Imperativos categóricos são aqueles que prescrevem uma ação boa em si mesma,
devendo ser cumprida incondicionalmente, ou com nenhum outro fim a não ser o seu
cumprimento. Ex: Não se deve mentir. Já os imperativos hipotéticos são aqueles que
prescrevem uma ação boa pra atingir um fim determinado e assim, é cumprida
condicionalmente para a obtenção daquele fim. Ex: se quiser curar a dor de cabeça deve
tomar aspirina.
Para Kant, os imperativos categóricos seriam próprios da legislação moral,
podendo assim ser chamadas de normas éticas. Já os imperativos hipotéticos seriam
divididos de acordo com o fim a que a norma se refere: um fim possível (aquele que os
homens podem perseguir ou não) ou um fim real (aquele que os homens não podem
deixar de perseguir. Ex: se você quiser ser feliz deve dominar as paixões.Como a
felicidade seria um fim intrínseco à natureza do homem, não seria possível deixar de
perseguir).
Bobbio afirma duvidar que muito dos imperativos hipotéticos sejam
propriamente imperativos, uma vez que não se vê qual obrigação deriva de um
imperativo hipotético.
Com relação à força vinculante, podemos faz uma distinção entre comandos e
conselhos.
Os comandos possuem maior força vinculante, são obrigatórios. Já os conselhos
são um modo mais brando de influenciar o comportamento alheio. Hobbes aduz alguns
argumentos para distinguir comandos de conselhos. Bobbio considera que os mais
relevantes são: a) em relação ao seu conteúdo: o comando se impõe pela vontade que o
emite (é a expressão de uma vontade superior- a vontade está acima da razão); os
conselhos conseguem determinar a ação de outrem em razão do seu conteúdo (isto é,
segundo sua maior ou menor racionalidade); b) quanto ao comportamento do
destinatário: o comando é obrigatório; o conselho é facultativo; c) em relação às
conseqüências: se da execução de um comando deriva um mal, a responsabilidade é de
quem o comanda; se deriva de um conselho, a responsabilidade é do aconselhado.
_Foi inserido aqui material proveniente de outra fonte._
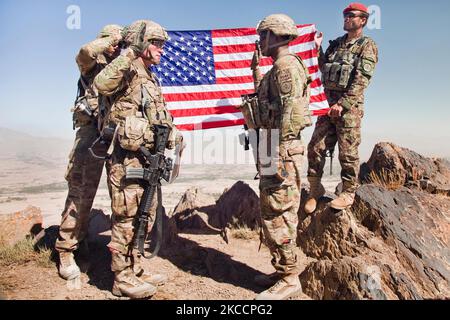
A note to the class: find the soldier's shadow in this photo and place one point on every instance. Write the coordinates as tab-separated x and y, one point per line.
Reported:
200	260
185	254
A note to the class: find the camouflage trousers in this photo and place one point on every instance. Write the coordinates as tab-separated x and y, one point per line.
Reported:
126	196
280	202
346	132
83	176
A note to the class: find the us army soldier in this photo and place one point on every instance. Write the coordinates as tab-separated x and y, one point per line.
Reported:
282	106
84	171
138	105
347	68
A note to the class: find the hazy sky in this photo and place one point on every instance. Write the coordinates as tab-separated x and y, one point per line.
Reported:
406	102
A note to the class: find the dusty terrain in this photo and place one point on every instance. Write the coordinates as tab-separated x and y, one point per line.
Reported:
38	180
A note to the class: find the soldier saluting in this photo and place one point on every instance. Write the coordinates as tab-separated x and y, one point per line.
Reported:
347	67
137	105
84	172
280	109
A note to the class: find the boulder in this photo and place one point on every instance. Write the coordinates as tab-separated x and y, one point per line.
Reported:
16	226
391	244
407	168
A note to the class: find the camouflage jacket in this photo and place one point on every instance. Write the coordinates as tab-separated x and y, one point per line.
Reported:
361	55
283	96
136	94
91	60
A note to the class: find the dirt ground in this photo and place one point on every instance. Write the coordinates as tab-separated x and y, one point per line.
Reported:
200	266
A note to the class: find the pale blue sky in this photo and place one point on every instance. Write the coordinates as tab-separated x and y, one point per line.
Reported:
406	102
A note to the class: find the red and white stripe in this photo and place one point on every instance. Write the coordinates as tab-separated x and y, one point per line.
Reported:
214	106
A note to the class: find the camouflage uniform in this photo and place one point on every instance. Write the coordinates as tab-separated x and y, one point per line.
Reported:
347	68
138	104
285	93
283	98
84	171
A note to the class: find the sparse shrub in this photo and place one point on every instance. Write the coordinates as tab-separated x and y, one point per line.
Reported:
24	251
241	231
387	179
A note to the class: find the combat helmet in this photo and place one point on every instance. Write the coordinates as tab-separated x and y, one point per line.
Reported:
153	31
109	30
279	24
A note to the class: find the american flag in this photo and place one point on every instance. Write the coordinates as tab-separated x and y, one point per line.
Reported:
204	73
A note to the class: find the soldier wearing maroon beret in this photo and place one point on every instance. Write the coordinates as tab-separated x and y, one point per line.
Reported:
347	67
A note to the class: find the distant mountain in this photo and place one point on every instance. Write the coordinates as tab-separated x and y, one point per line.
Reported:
14	143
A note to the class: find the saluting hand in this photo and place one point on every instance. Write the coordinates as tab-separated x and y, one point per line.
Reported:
335	111
256	57
318	38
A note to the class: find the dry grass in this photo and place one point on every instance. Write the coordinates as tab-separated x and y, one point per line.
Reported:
23	252
387	179
241	231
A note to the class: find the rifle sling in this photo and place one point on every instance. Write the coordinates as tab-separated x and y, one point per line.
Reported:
158	222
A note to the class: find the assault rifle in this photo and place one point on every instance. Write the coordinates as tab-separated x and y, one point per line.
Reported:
156	167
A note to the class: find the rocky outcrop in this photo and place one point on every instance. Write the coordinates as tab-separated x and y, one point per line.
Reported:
393	243
18	225
408	168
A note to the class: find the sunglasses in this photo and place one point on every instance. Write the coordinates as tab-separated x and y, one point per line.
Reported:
352	15
158	43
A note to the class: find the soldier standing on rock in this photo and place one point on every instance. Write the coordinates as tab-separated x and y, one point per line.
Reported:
84	171
282	108
138	105
347	68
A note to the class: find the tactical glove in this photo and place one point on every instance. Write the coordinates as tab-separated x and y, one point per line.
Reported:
256	57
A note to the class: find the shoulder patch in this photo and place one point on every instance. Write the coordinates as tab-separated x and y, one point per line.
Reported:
367	67
285	81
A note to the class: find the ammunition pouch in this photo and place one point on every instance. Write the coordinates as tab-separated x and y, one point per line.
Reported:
83	114
250	111
336	76
175	138
134	133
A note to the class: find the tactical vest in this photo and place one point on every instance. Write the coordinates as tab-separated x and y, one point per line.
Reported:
87	102
339	72
270	107
137	108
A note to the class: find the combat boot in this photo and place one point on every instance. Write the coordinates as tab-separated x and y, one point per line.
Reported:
68	269
287	287
267	280
316	190
155	279
344	201
127	284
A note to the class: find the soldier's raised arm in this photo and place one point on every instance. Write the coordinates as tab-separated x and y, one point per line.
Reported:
113	78
363	74
87	56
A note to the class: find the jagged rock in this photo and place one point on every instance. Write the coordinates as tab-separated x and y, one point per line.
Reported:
237	206
409	168
18	225
389	245
417	224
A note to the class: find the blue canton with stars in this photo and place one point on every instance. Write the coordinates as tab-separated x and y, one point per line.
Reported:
187	59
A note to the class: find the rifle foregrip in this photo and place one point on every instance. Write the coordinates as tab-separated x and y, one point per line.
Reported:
134	173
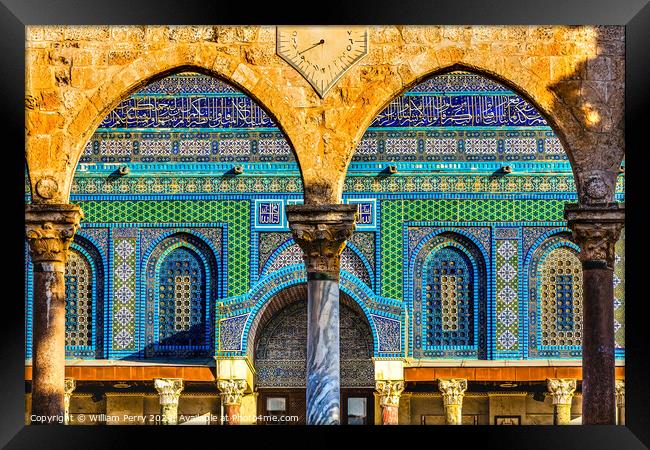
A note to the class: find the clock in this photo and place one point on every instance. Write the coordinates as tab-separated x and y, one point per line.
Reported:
322	54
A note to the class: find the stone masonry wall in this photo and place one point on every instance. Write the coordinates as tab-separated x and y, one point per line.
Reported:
76	74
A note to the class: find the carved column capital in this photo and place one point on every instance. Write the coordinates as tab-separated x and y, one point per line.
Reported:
232	391
49	230
389	392
596	229
620	393
453	390
321	232
169	390
561	390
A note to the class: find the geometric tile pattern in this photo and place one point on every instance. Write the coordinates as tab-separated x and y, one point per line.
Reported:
507	289
449	299
396	212
182	299
78	300
235	213
466	301
561	298
619	292
124	295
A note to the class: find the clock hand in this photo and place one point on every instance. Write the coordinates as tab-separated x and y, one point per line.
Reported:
322	41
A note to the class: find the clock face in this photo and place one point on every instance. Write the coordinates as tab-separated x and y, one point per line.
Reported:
322	54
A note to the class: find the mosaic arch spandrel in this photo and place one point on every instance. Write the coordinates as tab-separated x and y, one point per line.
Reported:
573	75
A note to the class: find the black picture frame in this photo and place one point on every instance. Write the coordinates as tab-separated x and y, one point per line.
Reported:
16	14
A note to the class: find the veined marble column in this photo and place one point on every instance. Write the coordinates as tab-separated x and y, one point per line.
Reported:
453	391
49	230
620	401
389	394
169	390
321	232
232	392
69	387
562	394
596	228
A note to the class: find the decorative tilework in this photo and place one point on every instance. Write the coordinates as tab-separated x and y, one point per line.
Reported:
448	299
396	212
366	213
280	356
268	243
507	286
163	212
181	170
619	293
181	288
553	267
231	330
182	299
124	293
364	244
561	298
389	332
433	330
78	300
269	214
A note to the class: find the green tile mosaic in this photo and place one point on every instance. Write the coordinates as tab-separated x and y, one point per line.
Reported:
233	212
396	212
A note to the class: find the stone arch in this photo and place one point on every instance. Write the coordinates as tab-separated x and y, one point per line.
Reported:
280	361
477	257
530	87
270	285
151	66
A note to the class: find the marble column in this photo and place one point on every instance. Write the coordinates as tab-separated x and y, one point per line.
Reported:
562	394
49	230
620	401
389	394
596	228
321	232
69	387
232	392
453	391
169	390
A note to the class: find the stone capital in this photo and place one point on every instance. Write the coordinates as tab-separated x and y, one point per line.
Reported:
561	390
389	392
321	232
620	393
169	390
453	390
596	229
50	230
232	391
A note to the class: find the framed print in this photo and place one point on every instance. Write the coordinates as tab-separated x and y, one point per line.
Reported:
381	221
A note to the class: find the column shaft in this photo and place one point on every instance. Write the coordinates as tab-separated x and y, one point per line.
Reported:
596	228
48	345
598	368
323	364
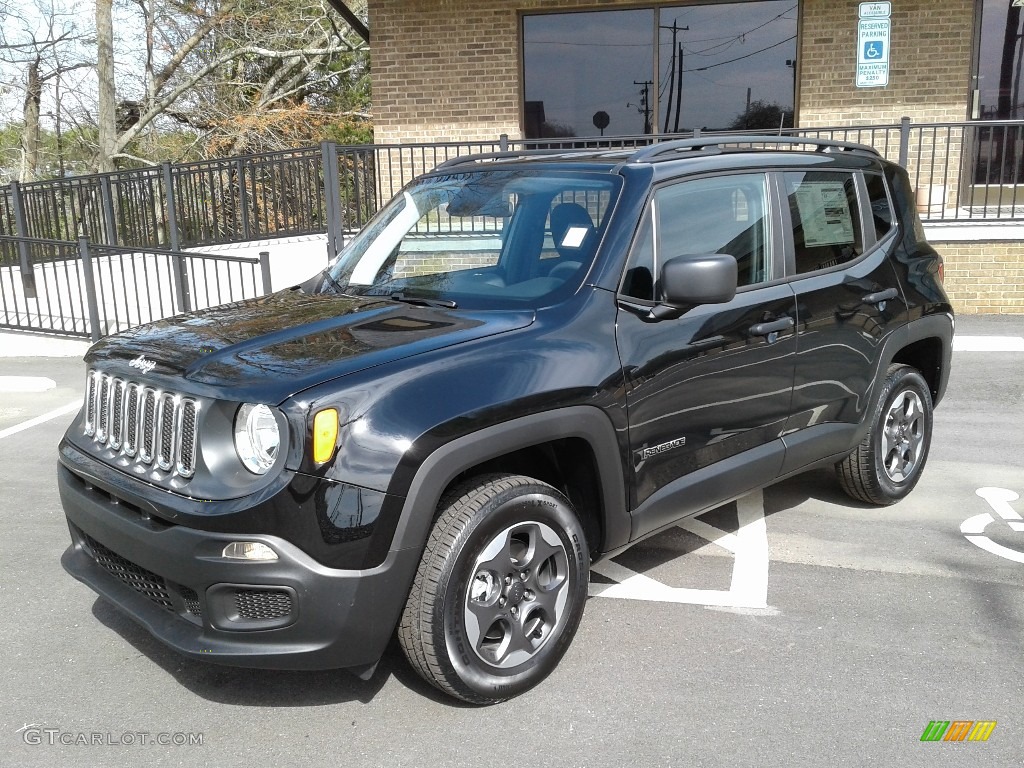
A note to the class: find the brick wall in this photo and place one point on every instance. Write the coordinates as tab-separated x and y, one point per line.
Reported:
984	278
929	72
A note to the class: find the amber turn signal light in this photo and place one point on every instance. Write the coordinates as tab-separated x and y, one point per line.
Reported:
325	434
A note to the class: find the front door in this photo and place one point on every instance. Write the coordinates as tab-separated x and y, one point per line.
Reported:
709	393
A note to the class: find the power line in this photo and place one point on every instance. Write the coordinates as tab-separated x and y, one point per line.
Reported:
739	58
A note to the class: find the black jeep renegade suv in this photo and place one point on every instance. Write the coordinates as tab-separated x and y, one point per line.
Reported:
523	364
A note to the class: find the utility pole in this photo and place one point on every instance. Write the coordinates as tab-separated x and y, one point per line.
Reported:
644	108
676	83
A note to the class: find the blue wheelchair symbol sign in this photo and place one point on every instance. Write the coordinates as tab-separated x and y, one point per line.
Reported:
875	50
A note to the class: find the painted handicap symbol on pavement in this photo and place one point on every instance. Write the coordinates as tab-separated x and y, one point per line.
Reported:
974	527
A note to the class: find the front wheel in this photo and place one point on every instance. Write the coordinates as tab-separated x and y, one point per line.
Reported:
500	591
889	461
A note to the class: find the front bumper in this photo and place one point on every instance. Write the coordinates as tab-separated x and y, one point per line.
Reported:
290	613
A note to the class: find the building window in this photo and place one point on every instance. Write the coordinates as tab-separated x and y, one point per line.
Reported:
667	69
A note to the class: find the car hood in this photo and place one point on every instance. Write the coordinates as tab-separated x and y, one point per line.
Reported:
269	348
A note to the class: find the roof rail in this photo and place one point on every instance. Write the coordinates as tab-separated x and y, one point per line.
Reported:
655	152
463	159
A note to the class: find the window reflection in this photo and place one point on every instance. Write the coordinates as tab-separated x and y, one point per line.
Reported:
724	67
716	67
579	65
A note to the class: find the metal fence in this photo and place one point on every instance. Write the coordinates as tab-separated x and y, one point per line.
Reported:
963	172
83	289
120	238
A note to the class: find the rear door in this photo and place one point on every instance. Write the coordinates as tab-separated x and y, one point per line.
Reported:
839	232
708	393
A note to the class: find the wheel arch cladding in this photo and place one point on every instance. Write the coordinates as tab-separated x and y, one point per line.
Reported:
538	441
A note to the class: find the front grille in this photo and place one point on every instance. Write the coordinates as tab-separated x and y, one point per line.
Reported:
192	601
144	582
262	604
142	423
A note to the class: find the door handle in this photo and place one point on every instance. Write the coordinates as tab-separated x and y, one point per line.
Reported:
772	327
879	297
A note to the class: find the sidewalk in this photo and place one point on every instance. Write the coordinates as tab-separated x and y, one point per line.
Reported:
23	344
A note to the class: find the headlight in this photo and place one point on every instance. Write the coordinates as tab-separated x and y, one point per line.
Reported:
256	437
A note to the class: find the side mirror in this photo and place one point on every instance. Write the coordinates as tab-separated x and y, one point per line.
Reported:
690	281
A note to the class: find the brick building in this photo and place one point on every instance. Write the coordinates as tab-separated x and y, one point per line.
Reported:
473	70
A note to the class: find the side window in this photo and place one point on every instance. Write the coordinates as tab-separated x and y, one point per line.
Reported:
725	214
639	279
882	211
825	219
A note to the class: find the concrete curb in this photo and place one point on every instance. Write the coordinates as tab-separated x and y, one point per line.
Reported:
23	344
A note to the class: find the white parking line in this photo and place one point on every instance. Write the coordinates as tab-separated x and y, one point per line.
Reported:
749	587
69	409
26	384
988	344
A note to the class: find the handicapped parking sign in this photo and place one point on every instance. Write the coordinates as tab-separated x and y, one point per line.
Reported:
875	50
872	52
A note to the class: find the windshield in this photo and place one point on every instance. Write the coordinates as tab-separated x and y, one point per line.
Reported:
483	240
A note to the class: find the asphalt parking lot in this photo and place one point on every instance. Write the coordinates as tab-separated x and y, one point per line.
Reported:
795	628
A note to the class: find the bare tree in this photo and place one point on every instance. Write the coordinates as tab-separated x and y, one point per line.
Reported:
235	71
41	43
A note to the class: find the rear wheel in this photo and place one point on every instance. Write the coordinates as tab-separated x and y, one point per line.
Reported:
889	461
500	591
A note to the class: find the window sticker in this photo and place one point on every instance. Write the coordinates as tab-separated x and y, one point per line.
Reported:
573	237
824	213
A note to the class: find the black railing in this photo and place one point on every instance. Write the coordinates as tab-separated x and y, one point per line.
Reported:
83	289
128	230
963	172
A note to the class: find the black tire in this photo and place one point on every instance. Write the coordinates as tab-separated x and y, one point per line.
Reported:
889	461
500	590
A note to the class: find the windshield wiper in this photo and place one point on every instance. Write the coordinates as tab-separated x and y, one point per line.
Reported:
423	301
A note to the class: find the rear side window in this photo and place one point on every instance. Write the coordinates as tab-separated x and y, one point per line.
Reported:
825	219
882	211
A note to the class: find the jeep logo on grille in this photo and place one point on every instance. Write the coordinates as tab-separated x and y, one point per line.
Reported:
142	364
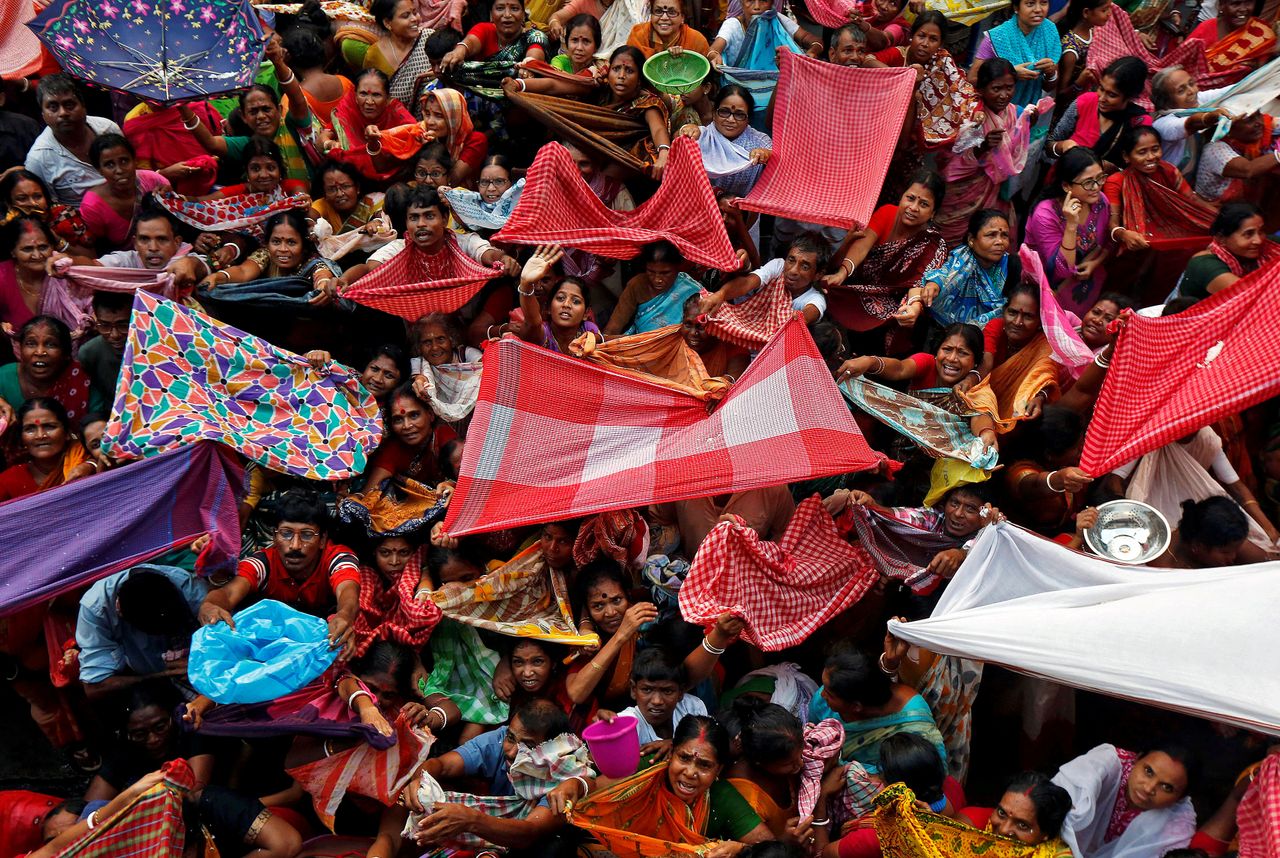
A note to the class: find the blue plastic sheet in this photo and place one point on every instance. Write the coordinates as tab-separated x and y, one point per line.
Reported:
273	651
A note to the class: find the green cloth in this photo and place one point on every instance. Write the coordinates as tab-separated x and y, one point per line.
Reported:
731	816
464	671
1201	270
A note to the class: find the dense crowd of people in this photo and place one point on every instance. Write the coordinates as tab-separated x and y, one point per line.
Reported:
398	135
Os conselhos no Direito- nem todas as prescrições do ordenamento jurídico são
comandos. Exemplo disso são os órgãos consultivos, que têm a função de dar
conselhos. Os órgãos consultivos são titulares de uma autoridade menor ou secundária
em relação aos órgãos com função imperativa. Exemplo disso é que na monarquia
absoluta os parlamentos eram apenas órgãos consultivos, passando a ter função
legislativa somente na monarquia constitucional. Exortação é um conselho distorcido,
no dizer de Hobbes.Enquanto o conselho é dirigido ao interesse do aconselhado e
pressupõe um indivíduo que raciocina, a exortação é expressa no interesse do exortador
e pressupõe uma multidão passiva. No conselho tende-se a modificar comportamento
alheio expondo fatos e razões; na exortação tende-se a conseguir o mesmo efeito
suscitando sentimentos. Segundo Bobbio, ao contrário dos conselhos, as exortações não
possuem relevância jurídica.
Por fim, instâncias são proposições com uma ainda menor força vinculante, com
as quais pretendemos fazer com que alguém faça alguma coisa em nosso favor, porém,
sem vinculá-lo. É da mesma espécie das rezas, suplicações,pedidos. A instância é
expressa no interesse da pessoa que a requisita. No conselho, o que se sobressai em
relação ao comando, é a ausência da obrigação de segui-lo; na instância o que sobressai
em comparação ao comando é a ausência do direito de obter o que se pede.